Sebagai sistem sosial, kehidupan masyarakat kota dapat dilihat dari
dua sisi yang bisa dibedakan, tetapi tak bisa dipisahkan: Struktur
sosial dan Proses sosial.
Dari
sisi struktur sosial, masyarakat kota dipengaruhi oleh berbagai
parameter atau atribut yang membentuk struktur tersebut. Parameter
struktur sosial ini terdiri dari dua macam, yaitu pertama, parameter
nominal, yang membagi secara tegas anggota masyarakat ke dalam dua
kategori yang berbeda, misalnya jenis kelamin, pekerjaan pokok, suku
bangsa, agama dan sebagainya. Parameter yang lain adalah parameter graduated,
parameter bertingkat-jenjang seperti umur, penghasilan, tingkat
pendidikan dan sebagainya. Dari sisi parameter nominal, perbedaan yang
terjadi akan menghasilkan keragaman sosial (social heterogenity),
makin berragam parameter nominal ini, makin berragam pula karakteristik
sosial yang ada dalam masyarakat. Pada sisi yang lain, bekerjanya
parameter graduated akan menumbuhkan kesenjangan sosial (social inequality), makin senjang posisi sosial masyarakat dalam struktur tersebut, semakin jauh jarak sosial (social distance) antar warga tersebut. Sebaliknya, makin pendek kesenjangan, makin dekat jarak sosialnya (Secara rinci lihat Nasikun, Sistem Sosial Indonesia, materi untuk bahan ajar Akademi Militer, 1991).
Ini
semua menjadi pembangun dan penentu sturktur sosial yang ada dalam
masyarakat kota, sekaligus mempengaruhi proses sosial: interaksi sosial
yang terjadi diantara penduduk kota tersebut. Ini akan mempengaruhi
proses interaksi sosial masyarakat, apakah akan menumbuh- kembangkan
kerjasama (cooperation), atau sebaliknya justru menumbuhkan persaingan (competition) atau bahkan menghadirkan pertentangan (conflict) yang dapat menggoyahkan sendi sendi kehidupan masyarakat tersebut (Lihat
Waters and Crook (1990) atau buku-buku teks klasik sosiologi akan
secara rinci menjelaskan tentang interaksi sosial dan bentuk-bentuk
interaksi sosial ini).
Dalam perspektif sosiologis, makin ragam suatu masyarakat dan atau
disertai oleh makin tingginya kesenjangan sosial ekonomi di dalam
masyarakat tersebut, akan sangat besar pengaruhnya terhadap proses
intergrasi sosial (social integration) masyarakat. Perbedaan
sosial dan jarak sosial akan menghasilkan sekat-sekat sosial yang pada
gilirannya akan mempengaruhi proses integrasi sosial masyarakat, suatu
kondisi atau prasyarat yang umumnya yang dibutuhkan oleh masyarakat
untuk berkembang secara normal dan wajar.
Bagian: III
Sejarah
kota-kota di Indonesia, khususnya kota-kota yang dimasa lalu berkembang
karena perdagangan, tidak dapat dipungkiri fakta historisnya bahwa
kota-kota itu menjadi persinggahan, pertemuan dan percampuran lintas
budaya, etnis, agama sehingga menghasilkan kompleksitas masyarakat yang
sangat tinggi. Kemajemukan masyarakat kota-kota seperti itu makin
bertambah sejalan dengan majunya sarana transportasi maupun terbukanya
isolasi geografis, baik dimasa lalu maupun sekarang ini. Kota menjadi
representasi masyarakat yang berkarakter majemuk, baik dalam pengertian
sebagai plural society maupun pluralistic society.
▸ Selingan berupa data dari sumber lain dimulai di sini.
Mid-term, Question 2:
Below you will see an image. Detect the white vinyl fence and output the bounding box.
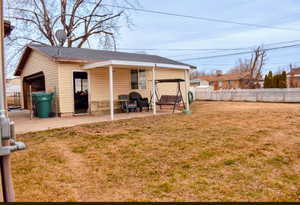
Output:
[195,88,300,102]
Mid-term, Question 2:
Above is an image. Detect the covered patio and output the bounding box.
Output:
[82,60,190,120]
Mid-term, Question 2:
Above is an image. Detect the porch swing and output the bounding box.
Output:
[150,78,186,113]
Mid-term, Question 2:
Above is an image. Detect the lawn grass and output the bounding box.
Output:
[12,102,300,201]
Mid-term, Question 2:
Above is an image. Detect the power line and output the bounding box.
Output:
[179,44,300,61]
[117,40,300,51]
[103,4,300,31]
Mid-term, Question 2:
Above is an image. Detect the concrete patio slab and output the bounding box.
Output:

Gambaran Furnivall tentang masyarakat majemuk sebagai masyarakat bangsa
yang terpilah sesungguhnya jelas terjadi dalam masyarakat kota-kota di
Indonesia, baik sebelum maupun setelah kemerdekaan.
Dalam pemahaman Rabuskha dan Shepsle (Lihat
karya Rabuskha dan Shepsle “Politics in Plural Society”. Dalam buku ini
Rabuskha mengupat konsep masyarakat majemuk dari J.S. Furnivall dan
M.G. Smith, serta secara panjang lebar menggambarkan kosepnya tentang
plural dan pluralistic society), persamaan antara plural society dan pluralistic society terletak pada faktor cultural diversity,
adanya keragaman kultural, mengingat sangat sukar dipahami suatu
masyarakat yang memiliki kebudayaan tunggal, tanpa ada di dalamnya
keragaman subcultures. Namun pada pluralistic society, keragaman ini tidak menimbulkan problema integrasi sosial yang significant, sementara pada plural society,
keragaman kultural ini menimbulkan problema integrasi sosial
masyarakat, mengingat adanya faktor lain yang mendukung keragaman itu
sebagai entitas yang diperjuangkan melalui political organization dan menjadikannya kekuatan yang memberi arah perjuangan sepanjang atau berbasis garis etnis atau kultur tertentu (ethnic salience).
Jadi
pada dasarnya, di Indonesia sekarang ini (maupun di masa lalu),
karakteristik masyarakat kotanya adalah masyarakat yang majemuk dalam
pengertian plural society, sehingga keragaman ini menjadi faktor
yang mempengaruhi dinamika maupun integrasi sosial masyarakat tersebut.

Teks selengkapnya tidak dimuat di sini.